With all due respect, we need to stop deluding ourselves, rhetorically, statistically, and otherwise, if the Green Party is ever to amount to anything. "Tell no lies, claim no easy victories."
Howie Hawkins talks about "Greens" as if he speaks of a singular, unified, ideologically-homogeneous polity-cum-political party, That's a falsehood. The Green Party US is a federation of under 50 state-level parties lacking any sort of ideological, strategic, or even basic discursive coordination. I live in RI, a state that is 50 miles by 40 miles, and I have zero clue about what the Massachusetts and Connecticut parties are up to. Never heard from them once during the campaign, never have seen an update from their leadership provided by an inter-party bulletin, absolutely no idea what they are doing. If the Greens want to actually get elected to federal office in a fashion that would shift things, they need to not just elect one or two candidates, they need to run AN ENTIRE SLATE NATIONWIDE WITH A UNIFIED AGENDA AND PROGRAM! I see no interstate infrastructure in place to facilitate that sort of campaign. The Progressive caucus of the Democrats has 95 seats in the House, 1 in the Senate, and they are brushed aside as an utterly annoying pest by Schumer and Pelosi. If a single Green were to be elected to the House without other Greens, they would rapidly be compelled to either behave like Bernie Sanders, outright switch affiliation to the Democrats, or flounder after a single term due to inability to pass legislation that "brings home the bacon."
In spring/summer 2020, multiple state Green Parties and candidates actively sought to thwart the Hawkins-Walker ticket. The RI party, a bastion of the Cobb 2004 faction, issued a hyperbolic press release about how they would not be responsible for siphoning votes from Biden and urged all Greens to "vote blue no matter who" (the laughable fact that the state is dependably Democratic seemed to slip their minds). Alaska's even more dysfunctional party tried to nominate Jesse Ventura and Cynthia McKinney, both of whom have rather dubious political orientations at this juncture. Dario Hunter, who failed to gain the nomination, ran an independent presidential bid after the Green convention, claiming that the nomination was corrupt and illegitimate (or some such nonsense).
Those two matters should obviate the objective reality and material circumstances the Greens have to face: Until it builds itself into a cohesive nationally-unified party that adheres to a basic platform and has a modicum of inter-state coordination for federal office candidates, their candidates will remain little more than gimmicks and their discombobulated state parties will continue to make believe they are a single unified national party.
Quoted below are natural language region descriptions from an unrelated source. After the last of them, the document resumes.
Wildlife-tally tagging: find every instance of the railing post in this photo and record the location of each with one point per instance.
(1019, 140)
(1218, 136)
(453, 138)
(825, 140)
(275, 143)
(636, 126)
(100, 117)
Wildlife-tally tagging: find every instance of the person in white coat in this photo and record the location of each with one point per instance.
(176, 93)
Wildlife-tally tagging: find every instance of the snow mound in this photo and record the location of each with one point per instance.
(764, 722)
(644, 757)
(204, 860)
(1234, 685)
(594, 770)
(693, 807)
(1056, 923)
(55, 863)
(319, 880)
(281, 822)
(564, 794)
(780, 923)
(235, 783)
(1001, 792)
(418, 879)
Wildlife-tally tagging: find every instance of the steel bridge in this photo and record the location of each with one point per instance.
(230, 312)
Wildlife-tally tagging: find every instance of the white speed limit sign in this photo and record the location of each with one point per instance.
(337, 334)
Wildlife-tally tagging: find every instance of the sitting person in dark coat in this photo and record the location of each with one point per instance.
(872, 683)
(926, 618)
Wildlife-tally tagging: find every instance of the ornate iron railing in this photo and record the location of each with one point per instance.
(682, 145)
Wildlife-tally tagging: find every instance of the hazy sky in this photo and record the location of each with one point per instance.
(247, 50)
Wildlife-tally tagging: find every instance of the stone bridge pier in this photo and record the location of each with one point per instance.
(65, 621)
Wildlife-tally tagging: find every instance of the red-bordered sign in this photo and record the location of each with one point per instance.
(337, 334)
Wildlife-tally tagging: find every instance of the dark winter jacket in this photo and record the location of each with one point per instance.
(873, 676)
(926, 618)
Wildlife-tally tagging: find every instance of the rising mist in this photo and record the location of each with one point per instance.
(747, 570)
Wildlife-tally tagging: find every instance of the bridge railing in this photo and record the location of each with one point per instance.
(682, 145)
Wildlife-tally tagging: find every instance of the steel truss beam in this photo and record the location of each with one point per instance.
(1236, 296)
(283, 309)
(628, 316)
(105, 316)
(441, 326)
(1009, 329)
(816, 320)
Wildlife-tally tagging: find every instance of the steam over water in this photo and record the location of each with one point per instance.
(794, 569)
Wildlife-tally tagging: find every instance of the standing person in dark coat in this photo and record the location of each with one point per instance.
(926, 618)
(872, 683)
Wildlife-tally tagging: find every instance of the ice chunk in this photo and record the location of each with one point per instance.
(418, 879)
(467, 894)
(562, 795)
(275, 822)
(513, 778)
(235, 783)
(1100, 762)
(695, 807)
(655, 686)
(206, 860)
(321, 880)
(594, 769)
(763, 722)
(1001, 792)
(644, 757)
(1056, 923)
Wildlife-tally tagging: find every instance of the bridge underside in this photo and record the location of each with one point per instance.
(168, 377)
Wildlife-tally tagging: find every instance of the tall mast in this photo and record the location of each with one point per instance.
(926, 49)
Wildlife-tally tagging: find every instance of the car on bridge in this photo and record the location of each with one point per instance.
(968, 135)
Say what you will about securing ballot lines, restrictive access laws, and all the rest, here's the objective reality: Both the Debs-era Socialists and the Depression-era Communists spent multiple election cycles solely focused on organizing in their communities before running for office. Debs had been organizing and leading labor unions for decades, including stints in jail for his role in railroad strikes that gained him nationwide recognition, BEFORE he ran for president. The Communists likewise had built both the CIO and community activism hubs in preparation for their presidential runs. They knew that their presidential candidates could serve as hubs for people to rally around as part of a larger base building strategy. There was no substantial, cohesive, multi-state, coordinated Green base equivalent to the Socialist or Communist base prior to 2019-20.
That is not Marxist, socialist, or even sanity, it is a delusion of grandeur in service of a refusal to make substantive institutional changes to a political party whose foundation was always predicated upon a marriage of convenience between dissident liberals and various New Left tendencies/polities.